The specific error that is stopping you is that GetComponent() is a function that returns a generic Type, which is assigned to a variable from right to left. Once that’s cleared up, there’ll be a few more issues that pop up. It’s helpful to keep in mind that classes that inherit from MonoBehaviour – and can be attached to GameObjects as Script Components – are not instantiated via constructors. Take care not to mix UnityEditor library classes such as AssetDatabase with scripts that attach to objects. If you do, use preprocessor directives like #if UNITY_EDITOR // code #endif and realize that the code between will not be included in a build of the game. Also, do not confuse the Image component which attaches to UI GameObjects with a Sprite, Texture, etc. assets.

Sorry for a late reply, was out of town.
Thanks for clearing some of that up in regards to the mono classes. I assumed it worked the same way no matter in that they could also be instantated via constructors.

You are correct in that I was hoping to have only one instance of the product information stored somewhere and that all the canvasses (there would be 3 separate places where it would need to be used, and each displaying only certain info about the product) would just be able to reference this one list of products. All up there are going to be over 200 products and a lot more fields that they contain (a video, some extra pictures) so I was hoping to have the AddProduct script as clean as possible (looked into using a csv file for holding the data but found it not ideal).
I have done a test seeing how heavy a load on the system it would be to create 300 products and no sweat:

void Start () {
		AddProducts ();
	}

	public void AddProduct(string pName, string pSKU, float pPrice, List<string> pCategories, string pDescription,string pImagePath) {
		// Create a game object with the name product.
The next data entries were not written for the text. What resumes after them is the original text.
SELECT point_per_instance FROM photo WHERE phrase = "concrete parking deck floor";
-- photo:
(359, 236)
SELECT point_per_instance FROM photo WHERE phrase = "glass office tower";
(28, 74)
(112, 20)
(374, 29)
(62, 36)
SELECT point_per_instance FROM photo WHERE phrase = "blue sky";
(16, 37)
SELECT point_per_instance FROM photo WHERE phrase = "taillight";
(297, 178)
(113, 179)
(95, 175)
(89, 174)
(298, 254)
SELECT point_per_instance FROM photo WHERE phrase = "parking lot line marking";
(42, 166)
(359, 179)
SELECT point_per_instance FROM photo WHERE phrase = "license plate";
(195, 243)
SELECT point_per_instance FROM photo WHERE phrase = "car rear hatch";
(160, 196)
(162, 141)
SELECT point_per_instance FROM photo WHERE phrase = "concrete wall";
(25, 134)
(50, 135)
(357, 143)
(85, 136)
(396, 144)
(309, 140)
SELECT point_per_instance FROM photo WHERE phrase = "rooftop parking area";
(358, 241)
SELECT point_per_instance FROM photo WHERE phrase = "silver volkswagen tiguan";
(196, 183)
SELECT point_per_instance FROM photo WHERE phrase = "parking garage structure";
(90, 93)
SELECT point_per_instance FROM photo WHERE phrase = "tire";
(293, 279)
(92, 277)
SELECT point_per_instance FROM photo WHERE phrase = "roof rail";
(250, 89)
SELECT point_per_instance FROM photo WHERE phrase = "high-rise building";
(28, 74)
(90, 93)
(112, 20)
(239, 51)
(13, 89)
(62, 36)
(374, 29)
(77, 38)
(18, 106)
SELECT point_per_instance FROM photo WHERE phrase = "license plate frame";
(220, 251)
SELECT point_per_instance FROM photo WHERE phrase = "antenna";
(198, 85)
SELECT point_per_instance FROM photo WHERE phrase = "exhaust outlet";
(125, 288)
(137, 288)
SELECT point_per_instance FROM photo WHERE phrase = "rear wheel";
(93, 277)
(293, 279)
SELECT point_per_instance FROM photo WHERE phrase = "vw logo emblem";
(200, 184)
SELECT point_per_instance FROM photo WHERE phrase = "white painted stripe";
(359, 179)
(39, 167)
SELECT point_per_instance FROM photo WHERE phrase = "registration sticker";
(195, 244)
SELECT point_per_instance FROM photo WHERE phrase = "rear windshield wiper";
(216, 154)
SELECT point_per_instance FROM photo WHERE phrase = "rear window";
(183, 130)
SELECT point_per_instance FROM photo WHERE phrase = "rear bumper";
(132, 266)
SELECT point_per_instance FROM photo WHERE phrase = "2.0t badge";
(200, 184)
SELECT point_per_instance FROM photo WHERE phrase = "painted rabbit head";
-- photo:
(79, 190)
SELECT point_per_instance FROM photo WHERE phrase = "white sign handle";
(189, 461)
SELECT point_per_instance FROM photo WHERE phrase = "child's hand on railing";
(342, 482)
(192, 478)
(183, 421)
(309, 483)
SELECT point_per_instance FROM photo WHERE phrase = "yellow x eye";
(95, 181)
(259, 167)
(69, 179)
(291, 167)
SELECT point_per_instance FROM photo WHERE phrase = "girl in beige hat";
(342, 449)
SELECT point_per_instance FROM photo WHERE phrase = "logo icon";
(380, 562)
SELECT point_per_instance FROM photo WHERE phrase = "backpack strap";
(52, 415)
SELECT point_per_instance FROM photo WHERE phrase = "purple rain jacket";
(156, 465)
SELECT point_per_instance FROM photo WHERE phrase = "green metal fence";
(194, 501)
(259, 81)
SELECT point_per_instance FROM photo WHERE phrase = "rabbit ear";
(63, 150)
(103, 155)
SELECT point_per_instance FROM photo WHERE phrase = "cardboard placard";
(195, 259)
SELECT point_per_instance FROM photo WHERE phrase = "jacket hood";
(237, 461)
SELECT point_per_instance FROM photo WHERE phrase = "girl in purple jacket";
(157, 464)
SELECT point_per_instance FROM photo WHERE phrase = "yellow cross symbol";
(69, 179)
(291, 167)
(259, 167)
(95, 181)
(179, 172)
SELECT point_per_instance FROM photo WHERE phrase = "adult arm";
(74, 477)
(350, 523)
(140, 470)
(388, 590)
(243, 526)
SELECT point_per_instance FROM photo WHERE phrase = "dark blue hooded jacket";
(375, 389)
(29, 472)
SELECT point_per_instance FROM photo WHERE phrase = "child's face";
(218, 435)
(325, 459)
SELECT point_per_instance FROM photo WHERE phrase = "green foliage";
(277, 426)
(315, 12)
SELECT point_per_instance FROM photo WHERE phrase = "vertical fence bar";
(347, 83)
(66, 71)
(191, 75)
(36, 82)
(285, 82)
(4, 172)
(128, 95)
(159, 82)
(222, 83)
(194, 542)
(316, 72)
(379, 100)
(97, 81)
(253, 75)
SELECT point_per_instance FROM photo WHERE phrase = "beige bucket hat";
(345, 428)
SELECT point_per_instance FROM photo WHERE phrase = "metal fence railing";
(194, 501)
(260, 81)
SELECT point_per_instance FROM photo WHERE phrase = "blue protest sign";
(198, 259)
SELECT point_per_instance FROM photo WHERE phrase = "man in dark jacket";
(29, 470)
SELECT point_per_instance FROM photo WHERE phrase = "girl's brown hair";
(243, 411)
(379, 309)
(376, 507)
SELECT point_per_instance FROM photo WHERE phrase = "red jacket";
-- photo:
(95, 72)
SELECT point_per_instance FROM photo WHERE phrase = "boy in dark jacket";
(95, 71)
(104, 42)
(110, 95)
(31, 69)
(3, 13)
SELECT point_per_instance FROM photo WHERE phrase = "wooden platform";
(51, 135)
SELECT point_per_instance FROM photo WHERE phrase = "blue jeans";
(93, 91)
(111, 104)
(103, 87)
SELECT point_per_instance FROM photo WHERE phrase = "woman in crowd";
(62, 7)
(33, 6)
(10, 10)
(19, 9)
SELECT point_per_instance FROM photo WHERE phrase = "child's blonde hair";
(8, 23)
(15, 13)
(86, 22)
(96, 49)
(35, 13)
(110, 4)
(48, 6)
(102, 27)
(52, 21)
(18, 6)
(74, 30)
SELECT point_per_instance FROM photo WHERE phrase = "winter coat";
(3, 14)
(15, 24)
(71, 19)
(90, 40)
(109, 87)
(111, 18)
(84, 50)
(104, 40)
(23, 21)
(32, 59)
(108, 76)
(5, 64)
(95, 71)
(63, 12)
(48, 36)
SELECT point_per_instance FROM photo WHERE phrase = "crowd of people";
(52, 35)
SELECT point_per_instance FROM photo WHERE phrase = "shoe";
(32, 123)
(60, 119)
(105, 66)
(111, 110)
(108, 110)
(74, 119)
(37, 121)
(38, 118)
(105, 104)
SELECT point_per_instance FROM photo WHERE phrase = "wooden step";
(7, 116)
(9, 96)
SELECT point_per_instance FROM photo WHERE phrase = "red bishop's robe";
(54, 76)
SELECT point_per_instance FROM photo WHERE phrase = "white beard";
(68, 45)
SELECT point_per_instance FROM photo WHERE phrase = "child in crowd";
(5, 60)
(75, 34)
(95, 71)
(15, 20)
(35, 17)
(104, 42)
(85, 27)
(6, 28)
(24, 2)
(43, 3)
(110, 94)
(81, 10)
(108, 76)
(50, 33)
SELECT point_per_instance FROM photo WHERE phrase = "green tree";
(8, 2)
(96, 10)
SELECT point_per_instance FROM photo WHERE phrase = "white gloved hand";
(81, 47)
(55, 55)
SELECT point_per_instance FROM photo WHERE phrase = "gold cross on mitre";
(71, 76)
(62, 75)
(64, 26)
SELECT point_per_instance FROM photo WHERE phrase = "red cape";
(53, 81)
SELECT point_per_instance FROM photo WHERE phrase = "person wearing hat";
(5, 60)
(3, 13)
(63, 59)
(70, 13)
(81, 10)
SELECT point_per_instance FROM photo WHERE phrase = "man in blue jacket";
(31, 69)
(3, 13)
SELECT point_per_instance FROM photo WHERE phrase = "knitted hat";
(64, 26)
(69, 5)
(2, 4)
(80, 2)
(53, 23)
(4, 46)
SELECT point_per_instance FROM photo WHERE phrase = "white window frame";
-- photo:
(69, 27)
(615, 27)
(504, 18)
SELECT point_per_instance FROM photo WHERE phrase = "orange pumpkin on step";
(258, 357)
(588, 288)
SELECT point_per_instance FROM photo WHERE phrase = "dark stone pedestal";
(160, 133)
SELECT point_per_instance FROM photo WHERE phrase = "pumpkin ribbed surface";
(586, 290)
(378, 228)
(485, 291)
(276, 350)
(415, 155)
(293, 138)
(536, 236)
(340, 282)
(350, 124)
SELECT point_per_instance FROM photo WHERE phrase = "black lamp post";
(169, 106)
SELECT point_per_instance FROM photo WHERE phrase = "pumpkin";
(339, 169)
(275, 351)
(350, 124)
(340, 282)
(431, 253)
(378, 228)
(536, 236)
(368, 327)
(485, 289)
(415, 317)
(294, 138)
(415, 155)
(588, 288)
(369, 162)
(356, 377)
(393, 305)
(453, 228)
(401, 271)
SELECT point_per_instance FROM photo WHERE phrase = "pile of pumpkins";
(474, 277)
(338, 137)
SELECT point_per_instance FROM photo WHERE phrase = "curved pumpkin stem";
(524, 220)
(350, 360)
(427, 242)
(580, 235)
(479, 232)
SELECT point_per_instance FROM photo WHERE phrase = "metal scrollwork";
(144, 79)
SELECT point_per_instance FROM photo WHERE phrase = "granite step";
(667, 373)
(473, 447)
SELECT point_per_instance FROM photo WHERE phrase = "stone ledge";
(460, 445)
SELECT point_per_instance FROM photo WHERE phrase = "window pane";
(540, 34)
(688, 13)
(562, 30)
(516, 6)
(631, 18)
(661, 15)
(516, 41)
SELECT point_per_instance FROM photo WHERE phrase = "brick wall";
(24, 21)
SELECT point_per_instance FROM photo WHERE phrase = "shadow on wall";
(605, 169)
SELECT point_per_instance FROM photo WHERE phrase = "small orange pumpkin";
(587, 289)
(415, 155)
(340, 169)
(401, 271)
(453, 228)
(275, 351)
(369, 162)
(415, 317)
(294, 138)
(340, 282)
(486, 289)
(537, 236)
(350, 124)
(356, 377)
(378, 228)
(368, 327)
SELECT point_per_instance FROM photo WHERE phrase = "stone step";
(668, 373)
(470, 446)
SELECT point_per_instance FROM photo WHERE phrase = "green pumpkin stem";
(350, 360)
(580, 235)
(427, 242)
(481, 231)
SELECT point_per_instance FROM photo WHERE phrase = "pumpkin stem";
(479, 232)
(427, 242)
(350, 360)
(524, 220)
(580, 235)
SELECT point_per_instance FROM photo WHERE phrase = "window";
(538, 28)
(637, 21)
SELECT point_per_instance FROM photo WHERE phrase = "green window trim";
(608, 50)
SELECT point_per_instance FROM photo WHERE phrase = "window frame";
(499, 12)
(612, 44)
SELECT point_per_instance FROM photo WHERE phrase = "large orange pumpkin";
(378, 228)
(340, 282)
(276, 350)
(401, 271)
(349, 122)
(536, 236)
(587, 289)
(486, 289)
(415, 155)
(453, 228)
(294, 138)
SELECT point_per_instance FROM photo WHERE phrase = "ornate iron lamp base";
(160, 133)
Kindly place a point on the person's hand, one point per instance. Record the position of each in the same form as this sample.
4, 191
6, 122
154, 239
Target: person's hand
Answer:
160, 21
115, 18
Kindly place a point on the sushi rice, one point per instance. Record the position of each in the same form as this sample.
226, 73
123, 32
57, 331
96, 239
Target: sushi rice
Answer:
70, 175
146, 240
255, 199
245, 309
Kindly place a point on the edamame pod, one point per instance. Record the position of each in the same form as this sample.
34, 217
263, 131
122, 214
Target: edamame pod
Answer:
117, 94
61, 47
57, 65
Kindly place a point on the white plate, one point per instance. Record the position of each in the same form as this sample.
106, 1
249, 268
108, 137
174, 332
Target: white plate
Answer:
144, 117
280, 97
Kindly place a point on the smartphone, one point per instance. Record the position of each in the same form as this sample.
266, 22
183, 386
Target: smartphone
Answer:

Give it two components: Product and Image
		GameObject productObject = new GameObject ("Product", typeof(Product));
		// Get a reference in this script to the component on the game object.
		Product productScript = productObject.GetComponent<Product> ();

		// Set the variables in the script component.
		productObject.name = pName;
		productScript.productSKU = pSKU;
		productScript.productPrice = pPrice;
		productScript.productDescription = pDescription;
		productScript.categories.Add (pCategories);
		productScript.productImage = Resources.Load<Sprite> (pImagePath);

		// Add a reference to the script, not the game object to the list.
		product.Add(productScript);
		Debug.Log (product.Count);

	}

	public void AddProducts() {

		for (int i = 0; i < 300; i++) {
			AddProduct ("Ball" + i.ToString (), "hkhs", 39.99f, "Details1,

followed by details 2",
“category1”, “ball-1”);
}
}

So now that everything is in this master list, I should be able to keep referencing the one product master.